Penggalan | 20

12 2 0
                                    

-----

Bagian: Arundaya

Lebih seminggu dari sebulan perjalananku menjelajah pulau Maluku. Aku benar-benar memuji diriku sendiri dalam menyamarkan semua kesedihan dan perasaan negatif lainnya. Iya, aku udah berkata sejak awal. Sedihku ya sedihku, lukaku ya lukaku. Tapi bahagiaku bahagia kalian semua. Sebisa mungkin aku berusaha menyimpan payah diriku di hadapan banyak orang. Termasuk orang-orang terdekatku sekalipun.

Pernah aku luput, mereka tak jarang melihat perubahan itu. Akhirnya aku terlihat payah dihadapan mereka. Kembali lagi pada kekuatan dan jenis permasalahan masing-masing. Paling anti aku terlihat menangis di depan orang lain. Kalau bisa aku tahan akan ku tahan. Bilapun gagal, bagaimana caranya aku harus bersembunyi. Mendekap air mataku sendirian.

Empat hari sebelum ekspedisi ini dimulai. Aku meluruhkan air mataku di depan Banyu. Cengeng sekali aku. Aku sempat berfikir, kenapa aku mudah sekali menangisi kisah itu. Perkara terluka karena cinta beberapa kali pernah aku alami. Tapi kenapa perkara yang satu ini aku mudah sekali berubah melankonis? Apa bedanya?

"Jadi gini Ar, jangan menelan mentah-mentah ucapan orang lain. Dicuci dulu kek, siapa tau ada kotoran disana." Mbak Nimas, penata rias program Bangsaku bersuara setelah aku bercerita panjang lebar sebelumnya. Sial, selama ini ternyata dia mengetahui ada yang nggak beres denganku.

"Ini sebenarnya aib gila gue, tapi gue bagi aja ke kamu. Dua tahun lalu gue mengalami persis yang kamu alami saat ini.
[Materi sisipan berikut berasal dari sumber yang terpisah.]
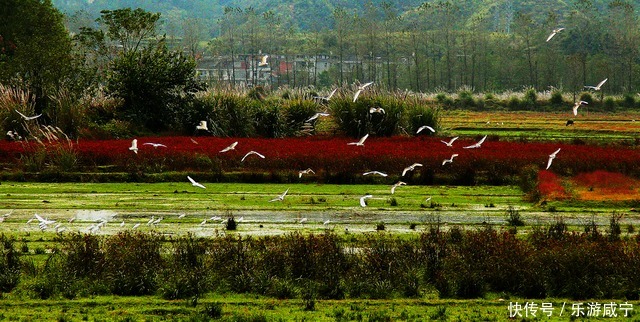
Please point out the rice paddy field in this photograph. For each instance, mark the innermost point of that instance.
(176, 209)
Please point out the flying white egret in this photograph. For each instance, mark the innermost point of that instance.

Gue yang menyerah tapi Ways nggak nyerah sama sekali. Gue pergi ke Surabaya dan hal itu nggak jadi alasan buat Ways mundur."

"Dan usahanya itu yang ngebuat gue akhirnya paham. Guelah orangnya. Gue yang Ways perlukan untuk mendampinginya." Katanya final. Memberikan penekanan jika, sejauh manapun kita pergi, orang yang mencintai kita akan tetap menunggu kita pulang bahkan menghampiri dan membawa kita pulang ke sisinya.
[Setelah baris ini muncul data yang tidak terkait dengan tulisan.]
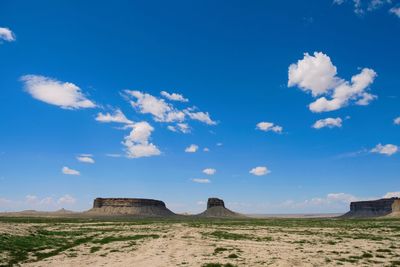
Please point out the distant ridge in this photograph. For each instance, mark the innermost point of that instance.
(374, 208)
(140, 207)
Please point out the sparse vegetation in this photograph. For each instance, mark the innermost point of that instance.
(370, 241)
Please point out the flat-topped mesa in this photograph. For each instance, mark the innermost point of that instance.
(126, 202)
(129, 206)
(373, 208)
(215, 202)
(216, 209)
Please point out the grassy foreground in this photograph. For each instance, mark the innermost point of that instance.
(224, 242)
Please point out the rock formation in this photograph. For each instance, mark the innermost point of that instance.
(374, 208)
(129, 206)
(216, 208)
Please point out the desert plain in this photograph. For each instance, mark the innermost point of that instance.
(203, 242)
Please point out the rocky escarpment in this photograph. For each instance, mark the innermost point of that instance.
(374, 208)
(216, 208)
(129, 206)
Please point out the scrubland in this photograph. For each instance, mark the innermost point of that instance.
(199, 242)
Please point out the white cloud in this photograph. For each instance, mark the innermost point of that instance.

Jadi terlihat ada usaha, ada perjuangan. Meski kita terang-terangan membangun jalan buntu.

"Nggak apa-apa kamu nggak ngasih tau namanya, it's okay itu hak kamu. Tapi gue akan bilang ke dia, ngasih tau dia dari sini."
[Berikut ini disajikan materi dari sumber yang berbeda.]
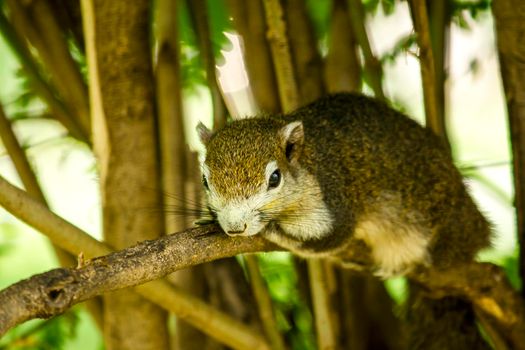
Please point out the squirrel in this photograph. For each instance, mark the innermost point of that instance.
(351, 179)
(345, 173)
Kedua alisku berkerut. Mbak Nimas tiba-tiba bangkit berdiri menjatuhkan butir pasir laut yang menempel di celananya. Diterpa angin. Setelahnya Mbak Nimas berteriak diantara angin sore pantai ini.

"Woi! Pacar Arun! Jangan nyerah, jangan berhenti sampe disini! Arun aslinya cinta mati sama elu! Tunjukin kalo elu adalah yang terbaik untuknya! Tunjukin kalo pemikiran Arun salah! Wuhhh!" Helaan nafasnya membuat titik yang tegas.

Setelahnya kita tertawa bersama. Cuma bedanya Nimas terlihat ngos-ngosan.

"Ar, ingat ya. Kalau dia tetap ingin sama kamu. Tapi kamu malah pilih pergi, gara-gara kemakan omongan orang lain. Gue akan bilang ke kamu 'bego banget lu jadi perempuan' udah gitu aja."

"Kalau yang dikatakan perempuan itu bener gimana?"

Mbak Nimas tertawa, hal ini membuatku kebingungan. "Ya kamu bersyukur. Tandanya kamulah orangnya?"

"Kok bisa?"

"Kamu yang dicarinya selama ini, sebanding dengannya, bisa melengkapinya, sepadan dengannya, berguna bagi banyak orang. Kamu juga begitu kan?"